The method for charging an image forming member of the present invention has excellent effects such as high charging efficiency by avoiding ozone generation which is a drawback of the charging method by corona discharge.

[Brief description of drawings]

FIG. 1 is a graph showing electrification of aluminum-treated mylar with energized water.

FIG. 2 is a graph showing charging of a multi-layered photoreceptor with energized water under negative bias.

FIG. 3 is a graph showing charging of a multi-layered photoreceptor with energized water under positive bias.

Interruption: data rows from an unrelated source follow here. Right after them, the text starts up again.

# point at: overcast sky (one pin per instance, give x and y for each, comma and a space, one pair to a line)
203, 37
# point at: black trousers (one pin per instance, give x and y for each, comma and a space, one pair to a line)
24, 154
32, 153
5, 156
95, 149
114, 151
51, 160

Continued Front Page (72) Inventor Richard B. Lewis United States New York 14589 Williamson Summon Creek Road 7086 (72) Inventor Milan Stoluca New York 14450 Fairport Park Circle Drive 14 (72) Inventor Martin A. Abu Cowitz, New York, USA 14580 Webster Gatestone Sarkle 1198 (72) Inventor Michael Jay. Levy United States New York 14580 Webster Joy Lane Drive 913 (72) Inventor Joseph Mamino United States New York 14526 Penfield Bella Drive 59 (72) Inventor Michael Em. Shahin United States New York 14534 Pittsford Wide Waters Lane 12

Claims (3)

[Claims] 1. A method of charging a layered image forming member, the method comprising charging ions from an ionic conductive medium to the layered image forming member. 2. An ionic conductive medium is brought into contact with the surface of an image forming member, and the image forming member is moved while applying a voltage to the medium, thereby enabling the transfer of ions to the member. And a method without ozone for charging a photoconductive image forming member by ionic conductivity. 3. The formula M ⁺ X ^{− in the} ionic conductive medium.
7. The solid salt of claim 1, further comprising a solid salt of M ⁺ , wherein M ⁺ is a positively charged organic or inorganic molecular species, and X ⁻ is a negatively charged organic or inorganic molecular species, whereby ozone generation is avoided. the method of.